Der nächste Schritt: Angebot oder Kostenvoranschlag?
Du hast die Preise für einen Auftrag kalkuliert? Sehr gut! Bei der Übermittlung an den Kunden musst du dich zwischen der Angebotserstellung und einem Kostenvoranschlag entscheiden. Die beiden Begriffe werden sehr oft synonym verwendet, unterscheiden sich rechtlich aber ganz erheblich voneinander. Ein Angebot ist rechtlich bindend. Entstehen dir hinterher Mehrkosten, beispielsweise durch gestiegene Materialpreise, kannst du sie nicht auf den Kunden abwälzen.
Anders sieht es beim Kostenvoranschlag aus: Hier gibt es keine Preisbindung. Möchtest du statt einem Angebot einen Kostenvoranschlag nutzen, musst du Art und Umfang der Arbeiten beschreiben, die voraussichtlichen Kosten und die voraussichtliche Dauer für den Auftrag angeben und die Materialkosten möglichst genau schätzen. Außerdem musst du einen Zeitraum nennen, in dem der Kostenvoranschlag gültig bleibt.

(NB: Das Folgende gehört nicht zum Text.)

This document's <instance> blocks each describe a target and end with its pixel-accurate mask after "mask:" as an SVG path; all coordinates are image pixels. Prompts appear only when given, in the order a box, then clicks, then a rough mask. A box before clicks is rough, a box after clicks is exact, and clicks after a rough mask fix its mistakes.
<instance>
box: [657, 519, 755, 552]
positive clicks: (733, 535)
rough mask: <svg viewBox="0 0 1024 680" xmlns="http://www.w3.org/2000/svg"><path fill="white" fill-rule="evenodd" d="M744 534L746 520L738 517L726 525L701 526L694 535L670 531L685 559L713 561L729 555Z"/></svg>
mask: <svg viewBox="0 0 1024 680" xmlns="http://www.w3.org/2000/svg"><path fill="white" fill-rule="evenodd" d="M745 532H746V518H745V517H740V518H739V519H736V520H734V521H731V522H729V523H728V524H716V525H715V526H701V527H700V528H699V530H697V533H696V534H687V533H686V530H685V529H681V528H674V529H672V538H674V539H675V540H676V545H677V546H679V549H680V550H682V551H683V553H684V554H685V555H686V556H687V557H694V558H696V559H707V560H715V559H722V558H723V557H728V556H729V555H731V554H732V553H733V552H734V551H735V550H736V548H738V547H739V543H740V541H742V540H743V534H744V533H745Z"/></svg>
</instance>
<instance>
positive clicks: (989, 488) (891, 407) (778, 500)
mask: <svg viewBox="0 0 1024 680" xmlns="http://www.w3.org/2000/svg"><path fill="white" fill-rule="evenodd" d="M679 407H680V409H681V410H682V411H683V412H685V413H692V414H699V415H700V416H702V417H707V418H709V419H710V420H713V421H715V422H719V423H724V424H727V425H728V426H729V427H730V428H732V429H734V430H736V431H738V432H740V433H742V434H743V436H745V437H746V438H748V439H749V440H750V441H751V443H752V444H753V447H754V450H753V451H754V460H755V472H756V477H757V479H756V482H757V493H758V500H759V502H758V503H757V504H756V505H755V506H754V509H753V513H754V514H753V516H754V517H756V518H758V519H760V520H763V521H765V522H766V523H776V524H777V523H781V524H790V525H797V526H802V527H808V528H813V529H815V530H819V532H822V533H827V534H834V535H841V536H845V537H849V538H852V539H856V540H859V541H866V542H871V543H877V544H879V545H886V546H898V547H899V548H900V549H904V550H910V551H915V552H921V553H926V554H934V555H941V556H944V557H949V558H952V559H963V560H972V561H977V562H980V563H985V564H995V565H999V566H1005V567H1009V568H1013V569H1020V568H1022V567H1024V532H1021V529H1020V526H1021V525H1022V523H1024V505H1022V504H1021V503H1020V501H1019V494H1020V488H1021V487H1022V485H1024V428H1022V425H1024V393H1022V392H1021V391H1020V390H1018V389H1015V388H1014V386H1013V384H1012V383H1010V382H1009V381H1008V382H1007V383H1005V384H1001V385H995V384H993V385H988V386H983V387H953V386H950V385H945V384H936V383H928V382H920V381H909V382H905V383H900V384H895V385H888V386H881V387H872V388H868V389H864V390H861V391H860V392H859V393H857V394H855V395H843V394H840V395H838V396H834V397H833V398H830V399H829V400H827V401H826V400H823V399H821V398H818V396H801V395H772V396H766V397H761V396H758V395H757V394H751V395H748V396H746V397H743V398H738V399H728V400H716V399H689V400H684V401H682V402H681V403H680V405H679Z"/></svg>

Verkalkuliert? Nachbesserungen sind nur begrenzt möglich
Hast du dich bei der Preisgestaltung verkalkuliert, ist das sehr ärgerlich. Bei einem Kostenvoranschlag sind Anpassungen im rechtlich erlaubten Umfang noch möglich. Hast du aber ein festes Angebot abgegeben, bleibt dir nur übrig, aus deinen Fehlern zu lernen. Für deine Budgetplanung ist es deshalb wichtig, dass du (vor allem bei großen und umfangreichen Projekten) eine Nachkalkulation durchführst. Sie zeigt dir ganz genau, an welchen Stellen du falsch kalkuliert hast und in Zukunft andere Preise ansetzen musst. Auch, wenn die Nachkalkulation viel Zeit kostet, profitierst du langfristig von einer Effizienzsteigerung bei der Preisgestaltung: Du sammelst Erfahrungswerte, auf die du bei Folgeaufträgen zurückgreifen kannst. Abgesehen davon entstehen weniger finanzielle Löcher bei der Auftragsabwicklung, die du aus deiner eigenen Tasche stopfen musst.
Die IHK München und Oberbayern stellt hier online eine Vorlage für die Preiskalkulation im Handwerk zur Verfügung.